How have all the factors above been brought together to estimate a fair value?

  • The assumed bearish price target for Tikehau Capital is €20.0, which represents the lowest price target estimate amongst analysts. This valuation is based on what can be assumed as the expectations of Tikehau Capital's future earnings growth, profit margins and other risk factors from analysts on the more bearish end of the spectrum.
  • However, there is a degree of disagreement amongst analysts, with the most bullish reporting a price target of €32.0, and the most bearish reporting a price target of just €20.0.
  • In order for you to agree with the bearish analysts, you'd need to believe that by 2028, revenues will be €978.4 million, earnings will come to €385.2 million, and it would be trading on a PE ratio of 11.4x, assuming you use a discount rate of 8.6%.
  • Given the current share price of €19.26, the bearish analyst price target of €20.0 is 3.7% higher. The relatively low difference between the current share price and the analyst bearish price target indicates that they believe on average, the company is fairly priced.
  • We always encourage you to reach your own conclusions though. So sense check these analyst numbers against your own assumptions and expectations based on your understanding of the business and what you believe is probable.
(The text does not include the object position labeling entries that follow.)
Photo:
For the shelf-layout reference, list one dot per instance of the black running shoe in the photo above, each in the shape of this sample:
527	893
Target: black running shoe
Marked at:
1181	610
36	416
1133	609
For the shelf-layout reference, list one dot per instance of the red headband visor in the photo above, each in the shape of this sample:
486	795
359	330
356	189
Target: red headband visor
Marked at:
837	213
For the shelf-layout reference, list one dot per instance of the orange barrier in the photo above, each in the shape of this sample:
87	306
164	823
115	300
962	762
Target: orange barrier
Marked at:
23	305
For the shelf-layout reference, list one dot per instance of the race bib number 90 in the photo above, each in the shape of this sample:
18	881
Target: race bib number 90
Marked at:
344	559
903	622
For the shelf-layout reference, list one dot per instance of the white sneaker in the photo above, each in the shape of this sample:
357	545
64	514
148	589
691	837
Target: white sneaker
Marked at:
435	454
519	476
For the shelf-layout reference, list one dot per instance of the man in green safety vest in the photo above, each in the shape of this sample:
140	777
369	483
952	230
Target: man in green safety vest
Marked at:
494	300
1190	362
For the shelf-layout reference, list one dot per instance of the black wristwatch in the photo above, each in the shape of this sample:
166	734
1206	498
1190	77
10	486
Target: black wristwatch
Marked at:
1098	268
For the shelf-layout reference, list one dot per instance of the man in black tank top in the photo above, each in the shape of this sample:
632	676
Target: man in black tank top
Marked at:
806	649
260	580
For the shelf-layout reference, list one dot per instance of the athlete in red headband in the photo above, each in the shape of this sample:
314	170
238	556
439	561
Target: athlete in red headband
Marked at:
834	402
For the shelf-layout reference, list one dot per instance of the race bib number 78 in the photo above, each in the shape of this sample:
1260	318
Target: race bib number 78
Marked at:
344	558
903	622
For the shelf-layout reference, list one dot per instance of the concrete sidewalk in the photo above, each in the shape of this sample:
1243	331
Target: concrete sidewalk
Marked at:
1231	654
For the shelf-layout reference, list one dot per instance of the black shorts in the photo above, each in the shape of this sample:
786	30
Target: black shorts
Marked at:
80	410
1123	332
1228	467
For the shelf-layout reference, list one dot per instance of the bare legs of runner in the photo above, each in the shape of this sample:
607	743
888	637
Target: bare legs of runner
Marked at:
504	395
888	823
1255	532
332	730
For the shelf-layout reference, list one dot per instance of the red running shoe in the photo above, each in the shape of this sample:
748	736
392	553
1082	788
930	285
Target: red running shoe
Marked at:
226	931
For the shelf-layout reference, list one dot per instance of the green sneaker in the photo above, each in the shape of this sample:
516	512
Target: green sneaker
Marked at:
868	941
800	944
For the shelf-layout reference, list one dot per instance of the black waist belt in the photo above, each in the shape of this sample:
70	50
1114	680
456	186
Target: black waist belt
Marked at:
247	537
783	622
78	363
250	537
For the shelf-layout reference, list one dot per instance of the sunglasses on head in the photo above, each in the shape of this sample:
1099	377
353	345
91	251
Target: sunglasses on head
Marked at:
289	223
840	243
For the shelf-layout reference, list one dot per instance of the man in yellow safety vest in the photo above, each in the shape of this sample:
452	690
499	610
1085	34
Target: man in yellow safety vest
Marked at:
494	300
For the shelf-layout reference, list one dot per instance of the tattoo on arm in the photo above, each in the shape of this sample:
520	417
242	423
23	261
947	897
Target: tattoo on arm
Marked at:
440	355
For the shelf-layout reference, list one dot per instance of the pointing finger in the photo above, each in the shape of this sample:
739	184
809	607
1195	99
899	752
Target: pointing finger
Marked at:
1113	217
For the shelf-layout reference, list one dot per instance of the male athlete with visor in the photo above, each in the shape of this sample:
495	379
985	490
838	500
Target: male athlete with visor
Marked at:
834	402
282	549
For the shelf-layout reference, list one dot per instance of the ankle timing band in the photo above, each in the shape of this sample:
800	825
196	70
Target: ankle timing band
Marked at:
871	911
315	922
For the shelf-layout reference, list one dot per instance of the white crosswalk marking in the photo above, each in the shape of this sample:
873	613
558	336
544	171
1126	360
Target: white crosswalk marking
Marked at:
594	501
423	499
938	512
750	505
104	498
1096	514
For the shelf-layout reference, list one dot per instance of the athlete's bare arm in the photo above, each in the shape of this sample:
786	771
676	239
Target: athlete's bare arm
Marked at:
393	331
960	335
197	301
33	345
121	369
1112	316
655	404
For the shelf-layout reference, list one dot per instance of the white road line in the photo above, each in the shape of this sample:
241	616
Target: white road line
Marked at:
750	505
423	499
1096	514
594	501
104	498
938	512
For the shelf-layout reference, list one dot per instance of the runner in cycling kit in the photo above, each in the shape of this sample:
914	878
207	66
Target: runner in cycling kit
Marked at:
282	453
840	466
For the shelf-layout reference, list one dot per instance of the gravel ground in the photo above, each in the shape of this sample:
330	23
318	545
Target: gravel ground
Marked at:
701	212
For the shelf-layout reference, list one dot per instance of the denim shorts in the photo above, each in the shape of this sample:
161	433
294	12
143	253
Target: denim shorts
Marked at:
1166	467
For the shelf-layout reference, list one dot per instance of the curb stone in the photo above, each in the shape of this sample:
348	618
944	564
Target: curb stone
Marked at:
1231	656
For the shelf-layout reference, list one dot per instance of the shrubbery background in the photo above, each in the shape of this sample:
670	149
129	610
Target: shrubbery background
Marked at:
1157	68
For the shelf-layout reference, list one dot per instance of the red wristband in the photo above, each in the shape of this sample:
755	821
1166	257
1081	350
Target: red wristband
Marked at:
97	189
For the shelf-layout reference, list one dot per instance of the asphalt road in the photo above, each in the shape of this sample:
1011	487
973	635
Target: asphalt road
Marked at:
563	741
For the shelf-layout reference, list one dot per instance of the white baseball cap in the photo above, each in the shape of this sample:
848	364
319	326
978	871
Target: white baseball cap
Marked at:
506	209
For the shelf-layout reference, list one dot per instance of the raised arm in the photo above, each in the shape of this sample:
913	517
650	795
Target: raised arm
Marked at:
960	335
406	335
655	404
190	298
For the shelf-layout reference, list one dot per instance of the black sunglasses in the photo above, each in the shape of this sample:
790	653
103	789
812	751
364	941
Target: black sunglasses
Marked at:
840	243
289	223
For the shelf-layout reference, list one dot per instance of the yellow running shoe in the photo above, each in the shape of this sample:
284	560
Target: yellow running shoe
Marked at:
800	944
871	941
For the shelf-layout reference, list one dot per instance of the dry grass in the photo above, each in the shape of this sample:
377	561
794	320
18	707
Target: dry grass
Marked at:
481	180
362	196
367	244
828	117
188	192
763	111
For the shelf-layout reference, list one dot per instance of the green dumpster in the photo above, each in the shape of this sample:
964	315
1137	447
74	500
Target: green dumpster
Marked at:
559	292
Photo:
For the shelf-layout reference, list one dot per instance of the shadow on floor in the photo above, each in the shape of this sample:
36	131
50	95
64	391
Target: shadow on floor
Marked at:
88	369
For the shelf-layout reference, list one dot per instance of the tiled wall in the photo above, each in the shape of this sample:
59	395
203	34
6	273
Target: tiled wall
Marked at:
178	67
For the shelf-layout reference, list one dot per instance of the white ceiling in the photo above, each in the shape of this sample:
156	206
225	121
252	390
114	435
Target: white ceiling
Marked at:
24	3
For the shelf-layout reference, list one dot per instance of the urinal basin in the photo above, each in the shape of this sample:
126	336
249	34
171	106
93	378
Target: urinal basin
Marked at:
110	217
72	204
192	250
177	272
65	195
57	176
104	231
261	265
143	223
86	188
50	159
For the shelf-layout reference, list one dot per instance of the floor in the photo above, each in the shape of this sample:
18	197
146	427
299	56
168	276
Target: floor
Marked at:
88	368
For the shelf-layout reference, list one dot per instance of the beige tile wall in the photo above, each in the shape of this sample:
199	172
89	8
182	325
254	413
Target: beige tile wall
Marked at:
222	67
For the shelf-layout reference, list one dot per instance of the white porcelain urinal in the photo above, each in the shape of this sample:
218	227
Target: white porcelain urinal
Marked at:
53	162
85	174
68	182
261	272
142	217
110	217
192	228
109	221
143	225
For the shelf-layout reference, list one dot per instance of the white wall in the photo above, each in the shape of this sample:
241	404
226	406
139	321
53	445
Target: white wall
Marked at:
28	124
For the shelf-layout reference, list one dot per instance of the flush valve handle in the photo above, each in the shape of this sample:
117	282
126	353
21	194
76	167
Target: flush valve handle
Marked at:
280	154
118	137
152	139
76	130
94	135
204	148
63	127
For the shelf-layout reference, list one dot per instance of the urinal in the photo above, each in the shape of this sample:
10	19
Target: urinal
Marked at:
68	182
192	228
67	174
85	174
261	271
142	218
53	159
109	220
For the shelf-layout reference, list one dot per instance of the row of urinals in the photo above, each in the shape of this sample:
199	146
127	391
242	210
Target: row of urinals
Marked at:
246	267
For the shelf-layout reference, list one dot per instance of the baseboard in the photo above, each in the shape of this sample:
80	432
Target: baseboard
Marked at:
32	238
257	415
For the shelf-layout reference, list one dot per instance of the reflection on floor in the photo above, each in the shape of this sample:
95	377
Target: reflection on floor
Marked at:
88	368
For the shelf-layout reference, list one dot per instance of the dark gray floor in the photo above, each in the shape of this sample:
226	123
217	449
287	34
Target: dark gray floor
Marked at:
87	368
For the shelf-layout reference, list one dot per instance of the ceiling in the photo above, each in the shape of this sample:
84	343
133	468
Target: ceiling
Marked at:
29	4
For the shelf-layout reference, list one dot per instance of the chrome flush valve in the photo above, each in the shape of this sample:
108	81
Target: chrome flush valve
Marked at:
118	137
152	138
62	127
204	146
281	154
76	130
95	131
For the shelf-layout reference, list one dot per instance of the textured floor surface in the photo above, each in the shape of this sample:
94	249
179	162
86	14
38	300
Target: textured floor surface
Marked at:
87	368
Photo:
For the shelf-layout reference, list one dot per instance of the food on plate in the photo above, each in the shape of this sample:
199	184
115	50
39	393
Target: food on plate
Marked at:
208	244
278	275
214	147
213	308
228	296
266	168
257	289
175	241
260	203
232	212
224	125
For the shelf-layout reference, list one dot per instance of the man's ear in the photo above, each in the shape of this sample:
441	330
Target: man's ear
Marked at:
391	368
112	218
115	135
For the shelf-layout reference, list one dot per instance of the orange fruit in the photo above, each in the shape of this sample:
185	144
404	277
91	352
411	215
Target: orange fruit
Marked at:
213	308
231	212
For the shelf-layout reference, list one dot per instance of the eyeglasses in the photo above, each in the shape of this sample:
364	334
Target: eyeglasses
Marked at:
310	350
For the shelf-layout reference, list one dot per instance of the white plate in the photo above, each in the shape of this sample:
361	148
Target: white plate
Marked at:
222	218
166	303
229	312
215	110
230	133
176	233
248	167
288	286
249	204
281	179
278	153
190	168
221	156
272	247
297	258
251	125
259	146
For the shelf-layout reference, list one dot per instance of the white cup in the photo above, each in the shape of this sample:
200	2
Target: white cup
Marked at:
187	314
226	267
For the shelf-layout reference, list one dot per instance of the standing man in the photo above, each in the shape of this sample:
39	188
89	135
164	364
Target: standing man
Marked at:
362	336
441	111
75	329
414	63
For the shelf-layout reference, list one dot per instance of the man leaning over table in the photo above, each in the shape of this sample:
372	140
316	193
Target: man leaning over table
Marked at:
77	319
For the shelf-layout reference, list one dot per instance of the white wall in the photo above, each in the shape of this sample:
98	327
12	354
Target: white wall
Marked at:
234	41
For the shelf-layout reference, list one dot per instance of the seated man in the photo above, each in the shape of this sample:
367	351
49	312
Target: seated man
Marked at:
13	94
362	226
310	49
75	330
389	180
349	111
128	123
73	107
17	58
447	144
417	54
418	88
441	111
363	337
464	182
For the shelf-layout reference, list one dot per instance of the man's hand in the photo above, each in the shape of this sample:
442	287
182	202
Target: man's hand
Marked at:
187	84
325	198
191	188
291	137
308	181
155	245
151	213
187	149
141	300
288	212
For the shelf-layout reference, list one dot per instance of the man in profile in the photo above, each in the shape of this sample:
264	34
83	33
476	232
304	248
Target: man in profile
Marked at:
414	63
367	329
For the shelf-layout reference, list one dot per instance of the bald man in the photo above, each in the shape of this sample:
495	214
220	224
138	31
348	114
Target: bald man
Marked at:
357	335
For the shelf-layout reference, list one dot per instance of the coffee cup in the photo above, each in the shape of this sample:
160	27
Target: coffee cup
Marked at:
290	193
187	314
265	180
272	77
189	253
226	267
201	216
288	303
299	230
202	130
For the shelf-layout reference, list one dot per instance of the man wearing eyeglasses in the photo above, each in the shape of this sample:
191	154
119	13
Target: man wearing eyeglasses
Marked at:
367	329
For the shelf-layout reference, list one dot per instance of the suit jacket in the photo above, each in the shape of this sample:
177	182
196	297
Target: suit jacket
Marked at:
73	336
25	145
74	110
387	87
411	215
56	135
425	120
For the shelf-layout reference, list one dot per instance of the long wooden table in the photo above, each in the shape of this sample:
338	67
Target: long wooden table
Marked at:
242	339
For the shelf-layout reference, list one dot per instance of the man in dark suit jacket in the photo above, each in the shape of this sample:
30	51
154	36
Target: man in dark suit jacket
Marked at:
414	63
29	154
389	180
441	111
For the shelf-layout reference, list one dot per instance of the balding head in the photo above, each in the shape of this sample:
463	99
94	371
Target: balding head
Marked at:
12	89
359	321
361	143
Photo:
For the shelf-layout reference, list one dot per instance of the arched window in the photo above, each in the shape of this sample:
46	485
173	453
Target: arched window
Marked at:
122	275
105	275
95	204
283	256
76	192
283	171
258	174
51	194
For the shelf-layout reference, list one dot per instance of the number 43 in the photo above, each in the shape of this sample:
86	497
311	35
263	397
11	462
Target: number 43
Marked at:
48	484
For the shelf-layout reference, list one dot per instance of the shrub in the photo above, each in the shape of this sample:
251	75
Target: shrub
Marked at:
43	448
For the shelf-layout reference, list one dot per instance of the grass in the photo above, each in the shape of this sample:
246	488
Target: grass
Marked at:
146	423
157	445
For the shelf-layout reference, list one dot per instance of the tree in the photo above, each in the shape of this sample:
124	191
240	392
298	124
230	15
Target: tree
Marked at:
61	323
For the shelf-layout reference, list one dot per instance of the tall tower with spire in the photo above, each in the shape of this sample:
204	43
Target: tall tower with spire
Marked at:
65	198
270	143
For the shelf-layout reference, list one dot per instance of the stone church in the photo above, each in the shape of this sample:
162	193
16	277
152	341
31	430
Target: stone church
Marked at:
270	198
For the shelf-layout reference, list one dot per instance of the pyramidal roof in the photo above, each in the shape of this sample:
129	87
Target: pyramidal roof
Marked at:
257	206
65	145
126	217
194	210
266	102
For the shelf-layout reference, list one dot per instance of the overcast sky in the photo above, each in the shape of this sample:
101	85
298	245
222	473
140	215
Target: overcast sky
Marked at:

How well do narratives help inform your perspective?

Disclaimer

AnalystLowTarget is a tool utilizing a Large Language Model (LLM) that ingests data on consensus price targets, forecasted revenue and earnings figures, as well as the transcripts of earnings calls to produce qualitative analysis. The narratives produced by AnalystLowTarget are general in nature and are based solely on analyst data and publicly-available material published by the respective companies. These scenarios are not indicative of the company's future performance and are exploratory in nature. Simply Wall St has no position in the company(s) mentioned. Simply Wall St may provide the securities issuer or related entities with website advertising services for a fee, on an arm's length basis. These relationships have no impact on the way we conduct our business, the content we host, or how our content is served to users. The price targets and estimates used are consensus data, and do not constitute a recommendation to buy or sell any stock, and they do not take account of your objectives, or your financial situation. Note that AnalystLowTarget's analysis may not factor in the latest price-sensitive company announcements or qualitative material.